Liuzzi zeigte sich im Anschluss dennoch zufrieden: "Es war ein recht guter Tag, aber wir haben für das morgige Qualifying noch immer einige Arbeit in Bezug auf das Handling des Autos zu verrichten, denn auf neuen Reifen schienen wir Schwierigkeiten zu haben. Aber unsere Renngeschwindigkeit ist nicht allzu schlecht, außerdem haben wir noch morgen Vormittag, wo wir uns verbessern können."

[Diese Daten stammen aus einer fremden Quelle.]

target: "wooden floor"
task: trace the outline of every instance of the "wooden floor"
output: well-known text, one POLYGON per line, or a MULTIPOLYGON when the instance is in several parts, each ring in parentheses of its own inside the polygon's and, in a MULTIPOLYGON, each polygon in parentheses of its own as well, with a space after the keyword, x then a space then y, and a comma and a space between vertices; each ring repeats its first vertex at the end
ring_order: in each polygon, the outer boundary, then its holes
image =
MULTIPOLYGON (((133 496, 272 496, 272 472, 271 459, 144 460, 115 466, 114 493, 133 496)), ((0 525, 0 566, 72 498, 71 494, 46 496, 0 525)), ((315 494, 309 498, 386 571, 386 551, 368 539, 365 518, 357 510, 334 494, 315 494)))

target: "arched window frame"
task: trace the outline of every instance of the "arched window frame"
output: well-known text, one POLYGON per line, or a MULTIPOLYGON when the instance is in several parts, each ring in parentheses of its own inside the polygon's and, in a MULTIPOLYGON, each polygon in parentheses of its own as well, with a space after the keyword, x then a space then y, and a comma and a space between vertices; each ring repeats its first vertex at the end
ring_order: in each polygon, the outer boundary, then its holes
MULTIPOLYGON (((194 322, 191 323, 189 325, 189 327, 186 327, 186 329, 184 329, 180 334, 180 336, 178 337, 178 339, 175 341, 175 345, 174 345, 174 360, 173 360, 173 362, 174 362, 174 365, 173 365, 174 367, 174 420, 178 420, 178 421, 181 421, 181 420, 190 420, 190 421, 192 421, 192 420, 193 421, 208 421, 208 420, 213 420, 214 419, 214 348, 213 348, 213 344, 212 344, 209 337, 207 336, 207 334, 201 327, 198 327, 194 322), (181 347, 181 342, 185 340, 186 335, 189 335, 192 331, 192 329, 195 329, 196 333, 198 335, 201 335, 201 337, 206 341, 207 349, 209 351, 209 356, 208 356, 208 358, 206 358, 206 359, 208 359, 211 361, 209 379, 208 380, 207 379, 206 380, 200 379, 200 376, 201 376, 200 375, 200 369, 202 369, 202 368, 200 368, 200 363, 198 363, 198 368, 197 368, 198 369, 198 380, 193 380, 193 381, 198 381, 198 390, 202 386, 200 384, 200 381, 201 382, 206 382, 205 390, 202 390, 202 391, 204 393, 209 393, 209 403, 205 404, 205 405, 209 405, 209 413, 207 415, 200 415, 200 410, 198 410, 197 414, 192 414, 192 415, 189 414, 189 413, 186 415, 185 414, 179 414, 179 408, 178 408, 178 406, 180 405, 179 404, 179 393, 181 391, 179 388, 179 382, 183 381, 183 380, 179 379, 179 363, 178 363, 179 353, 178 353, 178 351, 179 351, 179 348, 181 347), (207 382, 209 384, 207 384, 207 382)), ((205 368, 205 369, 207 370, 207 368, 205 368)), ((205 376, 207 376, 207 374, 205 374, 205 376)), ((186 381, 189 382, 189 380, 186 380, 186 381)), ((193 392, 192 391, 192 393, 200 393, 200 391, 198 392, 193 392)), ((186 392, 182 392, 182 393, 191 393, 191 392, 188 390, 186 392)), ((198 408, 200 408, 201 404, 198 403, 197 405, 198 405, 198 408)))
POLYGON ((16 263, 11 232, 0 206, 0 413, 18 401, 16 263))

Teamkollege Speed haderte dagegen mit der fehlenden Leistung auf den langen Geraden: "Von dem was wir heute gesehen haben, wenn man sich die Zeiten anschaut, dann ist offensichtlich, dass wir an diesem Wochenende ein wenig Schwierigkeiten haben werden. Das Auto funktioniert gut, es hat eine gute Balance, aber wir haben auf den Geraden einfach nicht die nötige Power", beklagte der US-Amerikaner.

Keine Probleme aufgrund der höheren Temperaturen

"Obwohl es wesentlich heißer ist, als wir das erwartet hatten, haben wir bezüglich der Reifen keine Probleme", konnte Speed immerhin auf diesem Gebiet Entwarnung geben. Wie es zu seinem Dreher kam, wusste er indes selbst nicht genau: "Aus irgendeinem Grund hatte ich große Probleme mit der Stabilität der hinteren Bremsen. Ich habe gebremst, und plötzlich ging es ab in die falsche Richtung. Wir müssen unsere Stabilität im Heckbereich also noch ein bisschen verbessern", schloss er seine Ausführungen.

"Wir schienen eine gute Pace zu haben, sogar auf alten Reifen."
Neel Jani

Für Freitagstester Jani ist das Silverstone-Wochenende eine ganz besondere Herausforderung. Der junge Schweizer bestritt nicht nur die heutigen Freien Trainings für die Scuderia Toro Rosso, sondern tritt auch in der GP2-Serie an: "Das ist ein sehr spezielles Wochenende für mich, da ich sowohl in der Formel 1 als auch in der GP2 starte", erklärte er.

Mit seiner heutigen Arbeit war Jani jedenfalls zunächst zufrieden: "In der Session am Morgen lief alles glatt und wir schienen eine gute Pace zu haben, sogar auf alten Reifen. Am Nachmittag habe ich dann einen Long Run absolviert, und an einer Stelle bin ich kurz ins Kiesbett gerutscht. Dennoch konnten wir unseren Reifenvergleich komplettieren und einige wertvolle Daten sammeln."